ROANOKE TIMES

                         Roanoke Times
                 Copyright (c) 1995, Landmark Communications, Inc.

DATE: THURSDAY, March 4, 1993                   TAG: 9303040053
SECTION: NATIONAL/INTERNATIONAL                    PAGE: A-4   EDITION: METRO 
SOURCE: Knight-Ridder/Tribune
DATELINE:                                 LENGTH: Medium


GEHRIG'S DISEASE GENE IDENTIFIED

After 122 years of hopelessness, medical science finally has made a breakthrough in one of the most calamitous of human diseases: amyotrophic lateral sclerosis, or Lou Gehrig's disease.

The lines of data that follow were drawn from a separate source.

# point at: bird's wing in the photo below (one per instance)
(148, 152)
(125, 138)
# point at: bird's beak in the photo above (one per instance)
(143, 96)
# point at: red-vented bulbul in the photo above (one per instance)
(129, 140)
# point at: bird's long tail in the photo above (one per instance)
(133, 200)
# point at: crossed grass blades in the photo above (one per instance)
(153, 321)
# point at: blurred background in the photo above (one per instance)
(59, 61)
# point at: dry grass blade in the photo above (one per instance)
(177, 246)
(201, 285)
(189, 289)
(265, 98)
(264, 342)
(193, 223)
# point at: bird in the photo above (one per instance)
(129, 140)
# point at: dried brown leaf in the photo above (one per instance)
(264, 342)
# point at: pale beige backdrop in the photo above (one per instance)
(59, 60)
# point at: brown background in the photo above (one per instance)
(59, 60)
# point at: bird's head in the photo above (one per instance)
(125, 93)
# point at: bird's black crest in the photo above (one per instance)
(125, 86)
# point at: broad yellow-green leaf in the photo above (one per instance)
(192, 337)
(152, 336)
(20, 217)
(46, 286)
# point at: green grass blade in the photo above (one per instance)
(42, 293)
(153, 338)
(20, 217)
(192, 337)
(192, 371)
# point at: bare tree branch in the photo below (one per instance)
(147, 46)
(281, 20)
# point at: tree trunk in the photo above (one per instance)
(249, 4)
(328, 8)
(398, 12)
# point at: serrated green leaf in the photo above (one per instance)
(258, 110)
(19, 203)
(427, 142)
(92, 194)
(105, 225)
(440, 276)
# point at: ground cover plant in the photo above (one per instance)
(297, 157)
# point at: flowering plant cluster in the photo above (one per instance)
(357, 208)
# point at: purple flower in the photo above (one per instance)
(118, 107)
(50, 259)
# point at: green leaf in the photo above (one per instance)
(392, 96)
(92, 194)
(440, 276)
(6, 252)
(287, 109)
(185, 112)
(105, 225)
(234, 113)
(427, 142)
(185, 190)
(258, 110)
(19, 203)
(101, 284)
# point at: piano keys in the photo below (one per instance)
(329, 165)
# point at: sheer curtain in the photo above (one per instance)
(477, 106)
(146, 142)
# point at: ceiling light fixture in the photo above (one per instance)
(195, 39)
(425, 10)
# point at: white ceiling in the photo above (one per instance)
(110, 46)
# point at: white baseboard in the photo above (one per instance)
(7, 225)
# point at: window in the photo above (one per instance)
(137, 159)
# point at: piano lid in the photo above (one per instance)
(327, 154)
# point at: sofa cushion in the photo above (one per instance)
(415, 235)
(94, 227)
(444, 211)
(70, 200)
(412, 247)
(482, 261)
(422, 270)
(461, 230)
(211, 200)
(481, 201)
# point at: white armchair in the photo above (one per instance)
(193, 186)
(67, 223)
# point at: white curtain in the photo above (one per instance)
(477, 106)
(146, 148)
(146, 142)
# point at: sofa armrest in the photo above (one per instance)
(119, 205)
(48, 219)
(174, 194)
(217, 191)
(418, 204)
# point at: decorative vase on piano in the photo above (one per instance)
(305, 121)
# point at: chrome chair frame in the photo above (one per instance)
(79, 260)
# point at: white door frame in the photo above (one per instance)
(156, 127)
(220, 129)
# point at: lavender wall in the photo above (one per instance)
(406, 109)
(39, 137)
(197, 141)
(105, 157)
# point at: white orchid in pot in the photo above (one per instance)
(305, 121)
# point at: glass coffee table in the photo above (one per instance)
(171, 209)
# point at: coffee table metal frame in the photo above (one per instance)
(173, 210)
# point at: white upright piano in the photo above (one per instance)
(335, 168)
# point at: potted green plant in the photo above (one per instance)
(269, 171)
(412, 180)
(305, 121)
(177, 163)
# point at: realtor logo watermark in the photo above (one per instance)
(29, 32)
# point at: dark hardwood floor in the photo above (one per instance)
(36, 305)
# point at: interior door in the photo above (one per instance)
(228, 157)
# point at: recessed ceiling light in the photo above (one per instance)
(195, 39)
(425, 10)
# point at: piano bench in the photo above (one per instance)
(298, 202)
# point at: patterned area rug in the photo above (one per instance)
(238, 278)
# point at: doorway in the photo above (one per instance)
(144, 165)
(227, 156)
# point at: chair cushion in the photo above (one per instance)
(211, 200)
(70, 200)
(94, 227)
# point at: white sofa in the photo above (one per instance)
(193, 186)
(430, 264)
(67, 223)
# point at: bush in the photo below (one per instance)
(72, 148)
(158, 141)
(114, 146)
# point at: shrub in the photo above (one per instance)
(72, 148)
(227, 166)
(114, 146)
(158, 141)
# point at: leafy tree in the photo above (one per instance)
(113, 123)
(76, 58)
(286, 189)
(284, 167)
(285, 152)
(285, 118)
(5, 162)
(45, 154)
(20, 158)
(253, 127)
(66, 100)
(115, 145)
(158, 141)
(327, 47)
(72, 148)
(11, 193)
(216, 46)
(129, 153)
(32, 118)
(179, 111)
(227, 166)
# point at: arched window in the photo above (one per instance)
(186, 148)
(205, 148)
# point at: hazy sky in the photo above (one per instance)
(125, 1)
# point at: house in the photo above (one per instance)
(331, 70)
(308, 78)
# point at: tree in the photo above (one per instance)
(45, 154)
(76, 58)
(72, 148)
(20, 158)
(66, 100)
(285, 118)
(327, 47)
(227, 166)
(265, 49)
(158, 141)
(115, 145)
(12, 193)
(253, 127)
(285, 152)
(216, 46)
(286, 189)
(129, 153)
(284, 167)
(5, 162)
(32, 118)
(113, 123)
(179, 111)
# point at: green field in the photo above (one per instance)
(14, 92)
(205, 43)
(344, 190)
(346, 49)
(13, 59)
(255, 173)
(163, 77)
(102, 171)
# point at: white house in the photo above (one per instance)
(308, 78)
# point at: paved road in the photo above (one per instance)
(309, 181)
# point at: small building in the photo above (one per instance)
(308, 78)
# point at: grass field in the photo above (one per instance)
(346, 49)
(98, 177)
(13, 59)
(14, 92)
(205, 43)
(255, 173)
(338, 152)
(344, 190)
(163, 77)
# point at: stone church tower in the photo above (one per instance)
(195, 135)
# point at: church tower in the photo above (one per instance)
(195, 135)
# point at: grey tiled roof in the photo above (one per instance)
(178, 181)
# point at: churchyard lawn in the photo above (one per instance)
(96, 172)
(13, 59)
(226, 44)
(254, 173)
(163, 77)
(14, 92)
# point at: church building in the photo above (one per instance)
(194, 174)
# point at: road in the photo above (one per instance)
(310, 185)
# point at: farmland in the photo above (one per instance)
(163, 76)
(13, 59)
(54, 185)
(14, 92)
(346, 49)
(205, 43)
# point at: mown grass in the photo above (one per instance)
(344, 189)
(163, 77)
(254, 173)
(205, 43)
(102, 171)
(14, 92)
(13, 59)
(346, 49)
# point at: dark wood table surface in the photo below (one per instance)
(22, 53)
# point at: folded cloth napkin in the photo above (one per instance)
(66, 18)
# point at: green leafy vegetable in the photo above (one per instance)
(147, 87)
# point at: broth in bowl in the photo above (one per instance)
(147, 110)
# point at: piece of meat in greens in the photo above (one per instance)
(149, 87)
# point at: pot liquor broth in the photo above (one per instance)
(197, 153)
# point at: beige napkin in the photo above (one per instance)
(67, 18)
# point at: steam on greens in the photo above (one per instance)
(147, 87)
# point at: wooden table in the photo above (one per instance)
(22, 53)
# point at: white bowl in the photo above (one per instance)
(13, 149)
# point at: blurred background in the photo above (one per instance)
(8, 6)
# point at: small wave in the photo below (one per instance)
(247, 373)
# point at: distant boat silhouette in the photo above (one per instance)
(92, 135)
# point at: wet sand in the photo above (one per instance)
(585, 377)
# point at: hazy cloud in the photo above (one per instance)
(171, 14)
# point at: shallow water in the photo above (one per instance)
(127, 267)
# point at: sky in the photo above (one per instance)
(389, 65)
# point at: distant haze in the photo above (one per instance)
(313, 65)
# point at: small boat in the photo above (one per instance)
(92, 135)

Researchers at Northwestern University and at Harvard University's Massachusetts General Hospital on Wednesday announced the discovery of a gene believed responsible for the inherited form of ALS, the paralyzing neuromuscular disorder that killed the legendary New York Yankee baseball slugger in 1941.

"This is no cure . . . but it brings hope where before there was no hope," said the gene's co-discoverer, Northwestern Medical School neurologist and ALS specialist Dr. Teepu Siddique.

In Boston, Siddique's collaborator, Dr. Robert H. Brown Jr., director of the Day Neuromuscular Research Laboratory, called the discovery "enormously exciting. We've been trying to find the cause of this disease for over 13 years."

Siddique predicted the advance, resulting from an unusual international partnership - 32 physician-scientists at 13 institutions using DNA from hundreds of ALS families - will lead to a revolution in the treatment of neurological disorders.

"And we're talking months, not years," he said, although he cautioned that other genes also are involved.

The immediate benefit will be genetic tests for families at risk of developing ALS and perhaps the prevention of symptoms by early intervention.

If the gene proves to be the key to the secrets of ALS - a disorder so terrifying that its mere diagnosis has led victims to commit suicide - the possibility of the first therapy becomes feasible.

The ALS researchers, with Brown as senior author, report in this week's edition of the British journal Nature that in many patients the mutant gene, named SOD-1, produces a defective version of an enzyme called superoxide dismutase.

An enzyme present in all tissues and one of the body's most powerful defense mechanisms, SOD's job is to prevent cellular damage by particles known as free radicals, which are created when the cell breaks down oxygen as it burns energy.

Free radicals, which also are created by the effects of radiation, toxic chemicals and other environmental agents, must be controlled by anti-oxidants such as SOD and vitamins A, C and E, or they can shatter genes and demolish cells.

ALS joins a growing list of brain and nervous system disorders - including Alzheimer's disease, Parkinson's disease, Down syndrome and ischemic brain injury - suspected of being linked to free radicals.

All human movement depends on a kind of large nerve cell called a motor neuron. Massed motor neurons form embedded cables up and down the spinal cord. In ALS, the motor neurons wither and harden, or sclerose. As a result, muscle fibers atrophy - become amyotrophic - and the patient grows increasingly paralyzed.